According to the analysis above, the first piece of our healthcare cost equation is ```'sex' * 1387.17``` where sex is equal to 1 for male and 0 for female.

In [6]:
print(calculate_average_charge_conditional('smoker', 'yes'))
print(calculate_average_charge_conditional('smoker', 'no'))
print()
print(calculate_average_charge_conditional('smoker', 'yes') - calculate_average_charge_conditional('smoker', 'no'))

32050.23183153285
8434.268297856199

23615.96353367665


According to the analysis above, the second piece of our healthcare cost equation shows that smokers pay significantly more on average than non-smokers.  At this point our equation looks like this: ``` 'sex' * 1387.17 + 'smoker' * 23615.96 ``` where smokers are '1' and non-smokers are 0.

In [7]:
region_values = []
for region in insurance_data_clean['region']:
    if region not in region_values:
        region_values.append(region)
        
print(region_values)

['southwest', 'southeast', 'northwest', 'northeast']


In [8]:
print(calculate_average_charge_conditional('region', 'southwest'))
print(calculate_average_charge_conditional('region', 'southeast'))
print(calculate_average_charge_conditional('region', 'northwest'))
print(calculate_average_charge_conditional('region', 'northeast'))

12346.93737729231
14735.411437609895
12417.575373969228
13406.3845163858


In [9]:
region_modifier_key = {
    'southwest': 0,
    'southeast': 2388.47,
    'northwest': 70.64,
    'northeast': 1059.45
}

sex_key = {
    'male': 1,
    'female': 0
}

smoker_key = {
    'yes': 1,
    'no': 0
}

Region is a bit more tricky as there are four possible values, but the regional cost differences can be accounted for using the translation above.  The east coast appears to have consistently higher healthcare costs, with the southeast being especially expensive.  ```'sex' * 1387.17 + 'smoker' * 23615.96 + region_modifier```

## Step 3: Linear regression for float and int values

Next up will be the three int/float values that contribute to the ultimate real-world healthcare cost.

In [18]:
age_points = list(zip(insurance_data_clean['age'], insurance_data_clean['charges']))
bmi_points = list(zip(insurance_data_clean['bmi'], insurance_data_clean['charges']))
children_points = list(zip(insurance_data_clean['children'], insurance_data_clean['charges']))

def get_y(m, b, x):
    return m*x + b

possible_ms_age = [m*.1 for m in range(2500, 2800)]
possible_bs_age = [b*.1 for b in range(-32500, -32000)]
possible_ms_bmi = [m*.1 for m in range(1200, 1400)]
possible_bs_bmi = [b*.1 for b in range(54100, 54200)]
possible_ms_children = [m*10 for m in range(100,300)]
possible_bs_children = [b*10 for b in range(800, 1000)]

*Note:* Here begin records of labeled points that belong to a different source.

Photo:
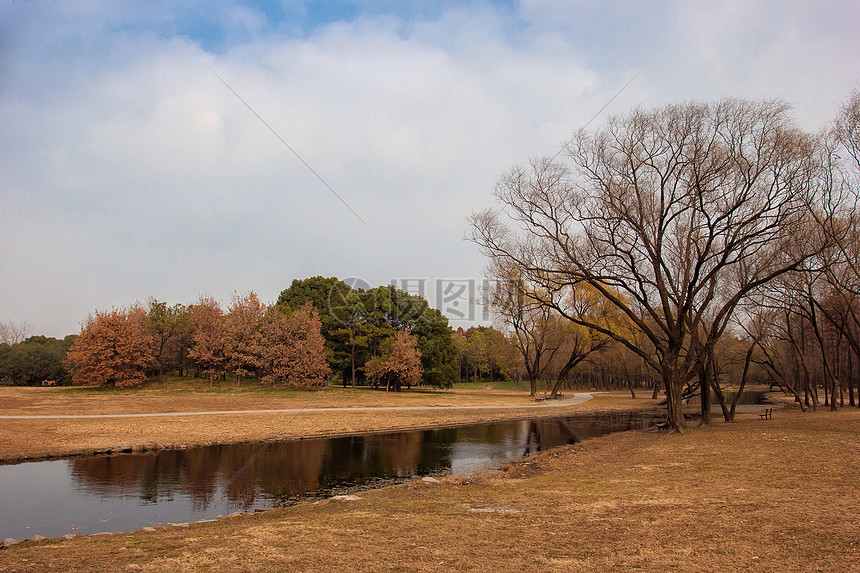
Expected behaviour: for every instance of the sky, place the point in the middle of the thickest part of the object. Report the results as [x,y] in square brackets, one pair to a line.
[178,149]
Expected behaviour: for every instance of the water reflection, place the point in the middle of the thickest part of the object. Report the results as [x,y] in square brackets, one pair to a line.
[201,483]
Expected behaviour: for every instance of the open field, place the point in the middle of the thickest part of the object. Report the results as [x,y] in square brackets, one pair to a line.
[28,438]
[778,495]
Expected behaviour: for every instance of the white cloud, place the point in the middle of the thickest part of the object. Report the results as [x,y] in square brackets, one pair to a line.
[130,170]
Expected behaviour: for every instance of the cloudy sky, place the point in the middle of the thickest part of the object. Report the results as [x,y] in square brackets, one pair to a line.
[129,170]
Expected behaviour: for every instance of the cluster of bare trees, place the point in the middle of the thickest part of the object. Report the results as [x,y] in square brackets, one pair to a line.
[124,346]
[666,231]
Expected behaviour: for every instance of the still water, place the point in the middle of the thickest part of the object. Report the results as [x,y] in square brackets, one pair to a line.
[129,491]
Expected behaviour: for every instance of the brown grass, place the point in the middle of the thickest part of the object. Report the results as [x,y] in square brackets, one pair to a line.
[778,495]
[24,439]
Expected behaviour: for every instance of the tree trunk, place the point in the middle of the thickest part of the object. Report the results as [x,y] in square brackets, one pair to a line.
[674,409]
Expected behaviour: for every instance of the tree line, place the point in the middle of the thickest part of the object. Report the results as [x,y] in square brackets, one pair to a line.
[674,231]
[320,330]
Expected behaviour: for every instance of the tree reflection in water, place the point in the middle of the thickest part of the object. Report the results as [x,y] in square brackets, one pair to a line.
[285,471]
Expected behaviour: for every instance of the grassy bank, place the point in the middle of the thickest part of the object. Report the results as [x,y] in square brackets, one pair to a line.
[28,438]
[778,495]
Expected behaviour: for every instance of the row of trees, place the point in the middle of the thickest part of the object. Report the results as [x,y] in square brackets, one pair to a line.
[124,346]
[35,360]
[670,231]
[361,325]
[319,329]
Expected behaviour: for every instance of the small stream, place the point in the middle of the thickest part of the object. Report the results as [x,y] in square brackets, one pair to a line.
[128,491]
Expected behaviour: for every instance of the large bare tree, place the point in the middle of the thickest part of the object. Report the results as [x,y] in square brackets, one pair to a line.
[672,215]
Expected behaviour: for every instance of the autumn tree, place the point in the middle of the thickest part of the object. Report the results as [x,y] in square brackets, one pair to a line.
[290,348]
[168,326]
[401,364]
[683,210]
[208,348]
[113,348]
[34,360]
[239,335]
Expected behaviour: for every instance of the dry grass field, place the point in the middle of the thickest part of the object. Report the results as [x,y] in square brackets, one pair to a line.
[28,438]
[777,495]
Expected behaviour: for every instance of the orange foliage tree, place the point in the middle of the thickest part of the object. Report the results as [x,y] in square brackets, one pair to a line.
[290,348]
[207,349]
[402,364]
[112,349]
[240,340]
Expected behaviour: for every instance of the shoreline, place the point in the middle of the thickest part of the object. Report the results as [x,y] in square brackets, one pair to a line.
[154,447]
[635,500]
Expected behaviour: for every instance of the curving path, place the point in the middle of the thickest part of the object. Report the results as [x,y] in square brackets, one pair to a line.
[576,399]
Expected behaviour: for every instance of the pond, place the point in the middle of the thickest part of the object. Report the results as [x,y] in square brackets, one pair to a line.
[128,491]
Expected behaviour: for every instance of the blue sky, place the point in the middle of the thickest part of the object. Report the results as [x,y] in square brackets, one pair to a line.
[128,170]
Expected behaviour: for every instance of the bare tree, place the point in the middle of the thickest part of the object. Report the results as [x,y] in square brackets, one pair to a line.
[672,215]
[12,332]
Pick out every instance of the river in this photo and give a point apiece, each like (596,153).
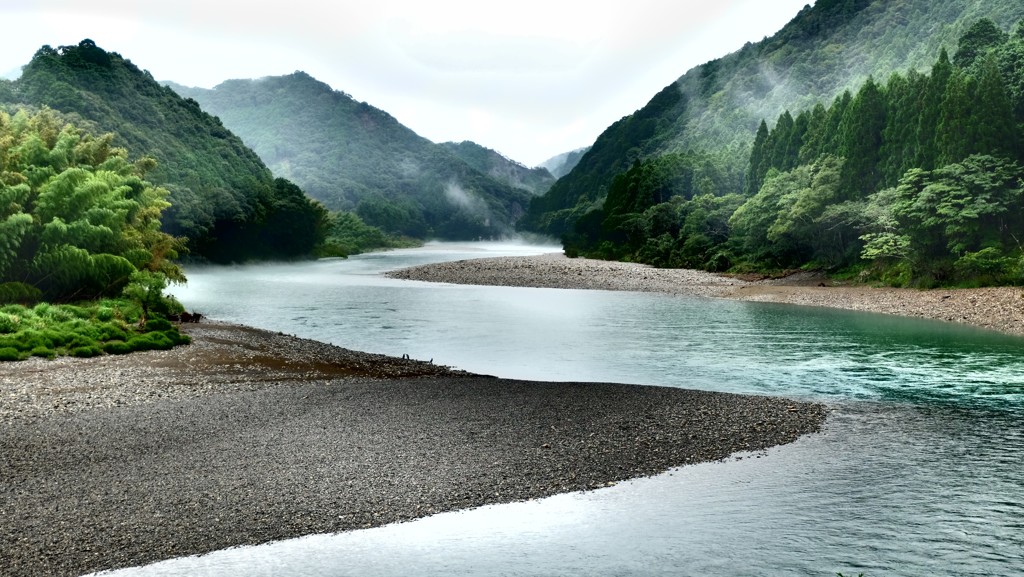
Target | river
(919,471)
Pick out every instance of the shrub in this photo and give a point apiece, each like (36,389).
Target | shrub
(9,323)
(18,293)
(158,325)
(43,352)
(117,347)
(86,352)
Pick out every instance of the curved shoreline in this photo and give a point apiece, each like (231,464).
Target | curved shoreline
(999,308)
(247,437)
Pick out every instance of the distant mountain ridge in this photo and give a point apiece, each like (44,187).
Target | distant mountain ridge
(224,200)
(352,156)
(560,165)
(536,180)
(716,108)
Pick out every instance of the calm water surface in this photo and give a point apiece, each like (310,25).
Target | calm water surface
(921,470)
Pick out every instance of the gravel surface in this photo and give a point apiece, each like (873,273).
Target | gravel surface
(247,437)
(997,308)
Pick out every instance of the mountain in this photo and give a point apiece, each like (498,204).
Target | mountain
(562,164)
(351,156)
(223,199)
(502,168)
(918,180)
(715,108)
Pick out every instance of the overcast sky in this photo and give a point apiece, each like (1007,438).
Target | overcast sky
(531,80)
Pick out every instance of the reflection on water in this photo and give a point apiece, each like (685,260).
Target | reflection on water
(918,474)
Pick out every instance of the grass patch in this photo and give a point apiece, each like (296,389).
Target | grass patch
(85,329)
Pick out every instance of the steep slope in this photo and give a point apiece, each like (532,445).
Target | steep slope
(224,200)
(716,108)
(562,164)
(501,168)
(351,156)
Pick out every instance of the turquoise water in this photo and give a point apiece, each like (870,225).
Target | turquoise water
(920,470)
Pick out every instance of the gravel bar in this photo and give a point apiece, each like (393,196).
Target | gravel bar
(999,308)
(247,437)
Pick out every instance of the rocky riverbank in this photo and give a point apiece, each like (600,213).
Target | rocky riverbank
(247,437)
(997,308)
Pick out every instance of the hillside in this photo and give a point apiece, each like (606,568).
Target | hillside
(223,199)
(562,164)
(715,109)
(918,180)
(351,156)
(494,164)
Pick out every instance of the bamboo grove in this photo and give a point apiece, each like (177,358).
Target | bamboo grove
(916,180)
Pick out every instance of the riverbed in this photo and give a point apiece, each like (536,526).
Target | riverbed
(918,471)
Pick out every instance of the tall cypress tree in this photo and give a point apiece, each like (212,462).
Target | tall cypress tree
(953,133)
(755,175)
(817,134)
(931,111)
(992,124)
(860,134)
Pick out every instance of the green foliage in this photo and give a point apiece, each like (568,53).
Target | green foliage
(828,48)
(221,197)
(19,293)
(348,235)
(877,209)
(78,217)
(355,158)
(535,180)
(85,330)
(952,224)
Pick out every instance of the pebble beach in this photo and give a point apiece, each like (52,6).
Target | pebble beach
(999,308)
(247,437)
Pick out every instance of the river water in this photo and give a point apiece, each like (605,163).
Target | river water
(920,470)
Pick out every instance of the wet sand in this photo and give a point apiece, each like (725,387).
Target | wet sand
(247,437)
(998,308)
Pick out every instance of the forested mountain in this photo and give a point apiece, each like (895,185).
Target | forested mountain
(494,164)
(918,179)
(562,164)
(713,111)
(223,199)
(351,156)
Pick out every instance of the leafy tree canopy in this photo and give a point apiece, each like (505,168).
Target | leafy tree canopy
(77,218)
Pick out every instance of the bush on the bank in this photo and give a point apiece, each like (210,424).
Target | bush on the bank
(110,326)
(19,293)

def calculate_error(m, b, point):
    x_point = point[0]
    y_point = point[1]
    y_value = get_y(m, b, x_point)
    return abs(y_value - y_point)

def calculate_all_error(m, b, points):
    total_error = 0
    for point in points:
        total_error += calculate_error(m, b, point)
    return total_error

def lin_reg(m_list, b_list, datapoints):
    smallest_error = float('inf')
    best_m = 0
    best_b = 0
    for m in m_list:
        for b in b_list:
            if calculate_all_error(m, b, datapoints) < smallest_error:
                smallest_error = calculate_all_error(m, b, datapoints)
                best_m = m
                best_b = b
    return print('The smallest possible error is {}, with the best m value as {} and best b value as {}.'.format(smallest_error, best_m, best_b))
            

In [11]:
lin_reg(possible_ms_age, possible_bs_age, age_points)

The smallest possible error is 8975649.727358997, with the best m value as 269.5 and best b value as -3216.6000000000004.


new equation ```'sex' * 1387.17 + 'smoker' * 23615.96 + region_modifier + age*269.5 - 3216.6```

In [19]:
lin_reg(possible_ms_bmi, possible_bs_bmi, bmi_points)

The smallest possible error is 11133900.765520982, with the best m value as 129.70000000000002 and best b value as 5419.900000000001.


new equation ```'sex' * 1387.17 + 'smoker' * 23615.96 + region_modifier + age*269.5 + bmi*130 + 2194.5```

In [17]:
lin_reg(possible_ms_children, possible_bs_children, children_points)

The smallest possible error is 11239562.083321003, with the best m value as 1000 and best b value as 8110.